Along with Gavin Andresen, who was chosen by bitcoin’s elusive creator Satoshi Nakamoto as his successor when he stepped aside in 2011, Hearn has been locked for months in a battle with the other lead developers over whether the “blocks” in which bitcoin transactions are processed should be enlarged.
Each block currently has a capacity of one megabyte, which Hearn says is “an entirely artificial capacity cap”, and allows a maximum of just three payments to be processed per second.
In August, Hearn and Andresen released a rival version of the current software, called Bitcoin XT, which would increase the block size to 8 megabytes, allowing up to 24 transactions to be processed every second. While that is still a fraction of the 20,000 or so that Visa can process, it would increase every year, so that bitcoin could continue to grow.
But the new software has not been adopted by the “mining” computers that secure the network, the majority of which are in China, according to Hearn.
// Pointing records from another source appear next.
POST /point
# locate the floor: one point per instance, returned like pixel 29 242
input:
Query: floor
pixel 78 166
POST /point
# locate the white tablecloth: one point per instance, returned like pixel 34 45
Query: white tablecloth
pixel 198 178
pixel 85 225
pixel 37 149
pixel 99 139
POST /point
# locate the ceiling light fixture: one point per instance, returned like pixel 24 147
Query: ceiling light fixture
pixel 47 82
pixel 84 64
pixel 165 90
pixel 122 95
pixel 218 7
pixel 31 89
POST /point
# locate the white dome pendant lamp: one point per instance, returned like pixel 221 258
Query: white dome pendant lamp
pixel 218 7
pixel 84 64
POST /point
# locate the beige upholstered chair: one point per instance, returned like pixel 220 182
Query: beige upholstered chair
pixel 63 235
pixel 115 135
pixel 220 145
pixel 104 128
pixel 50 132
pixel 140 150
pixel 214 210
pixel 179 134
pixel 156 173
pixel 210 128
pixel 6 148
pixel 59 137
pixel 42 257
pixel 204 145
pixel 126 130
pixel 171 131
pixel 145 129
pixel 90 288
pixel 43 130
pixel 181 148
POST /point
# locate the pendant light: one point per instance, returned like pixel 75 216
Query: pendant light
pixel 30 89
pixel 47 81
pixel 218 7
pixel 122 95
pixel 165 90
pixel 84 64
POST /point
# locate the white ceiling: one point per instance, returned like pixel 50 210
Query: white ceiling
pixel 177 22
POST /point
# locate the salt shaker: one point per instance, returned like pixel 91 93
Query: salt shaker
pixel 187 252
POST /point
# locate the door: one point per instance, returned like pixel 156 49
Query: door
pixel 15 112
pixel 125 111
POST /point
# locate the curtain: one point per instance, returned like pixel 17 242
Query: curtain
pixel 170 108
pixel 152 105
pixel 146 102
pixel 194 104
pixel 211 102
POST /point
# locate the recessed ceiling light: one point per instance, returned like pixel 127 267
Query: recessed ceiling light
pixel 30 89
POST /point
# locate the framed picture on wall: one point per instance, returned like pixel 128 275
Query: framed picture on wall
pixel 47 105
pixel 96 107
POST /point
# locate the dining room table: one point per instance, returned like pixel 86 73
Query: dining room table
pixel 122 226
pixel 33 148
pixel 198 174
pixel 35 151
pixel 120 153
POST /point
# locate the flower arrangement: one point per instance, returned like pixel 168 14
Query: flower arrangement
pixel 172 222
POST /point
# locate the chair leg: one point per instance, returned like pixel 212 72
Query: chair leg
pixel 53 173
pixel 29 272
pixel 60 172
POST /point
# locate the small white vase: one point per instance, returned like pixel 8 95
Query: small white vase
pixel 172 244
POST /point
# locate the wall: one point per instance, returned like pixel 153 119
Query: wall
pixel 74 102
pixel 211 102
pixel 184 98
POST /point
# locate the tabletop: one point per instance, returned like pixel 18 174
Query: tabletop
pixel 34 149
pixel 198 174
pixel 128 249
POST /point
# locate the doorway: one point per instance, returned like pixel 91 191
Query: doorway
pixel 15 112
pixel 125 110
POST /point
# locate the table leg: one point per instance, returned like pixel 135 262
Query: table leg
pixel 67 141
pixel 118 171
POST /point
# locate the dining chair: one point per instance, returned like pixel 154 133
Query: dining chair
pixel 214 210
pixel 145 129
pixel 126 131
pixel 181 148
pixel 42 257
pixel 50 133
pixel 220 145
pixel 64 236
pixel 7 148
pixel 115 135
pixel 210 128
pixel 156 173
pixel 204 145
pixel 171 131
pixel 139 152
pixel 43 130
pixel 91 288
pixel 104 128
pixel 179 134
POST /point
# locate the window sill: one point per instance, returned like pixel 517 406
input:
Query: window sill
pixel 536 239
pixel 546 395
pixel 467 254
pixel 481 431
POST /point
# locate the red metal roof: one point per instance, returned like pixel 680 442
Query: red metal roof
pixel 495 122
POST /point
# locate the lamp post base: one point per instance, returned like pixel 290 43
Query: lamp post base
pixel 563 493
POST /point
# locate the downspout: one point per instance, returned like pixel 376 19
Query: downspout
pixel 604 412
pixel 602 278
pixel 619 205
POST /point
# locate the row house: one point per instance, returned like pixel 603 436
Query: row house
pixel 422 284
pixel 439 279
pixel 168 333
Hearn says the bitcoin network is about to run out of capacity as the volume of transactions increases. And when that happens, the network will become unreliable, with payments unable to be processed and vulnerable to fraud.
“If an IT system runs out of capacity like that then all kinds of things go wrong – all hell breaks loose,” he said in an interview with Reuters in late December.
Hearn reckons the bitcoin community has “failed” in its governance of the crytocurrency’s code.
“What was meant to be a new, decentralised form of money that lacked ‘systemically important institutions’ and ‘too big to fail’ has become something even worse: a system completely controlled by just a handful of people,” he wrote.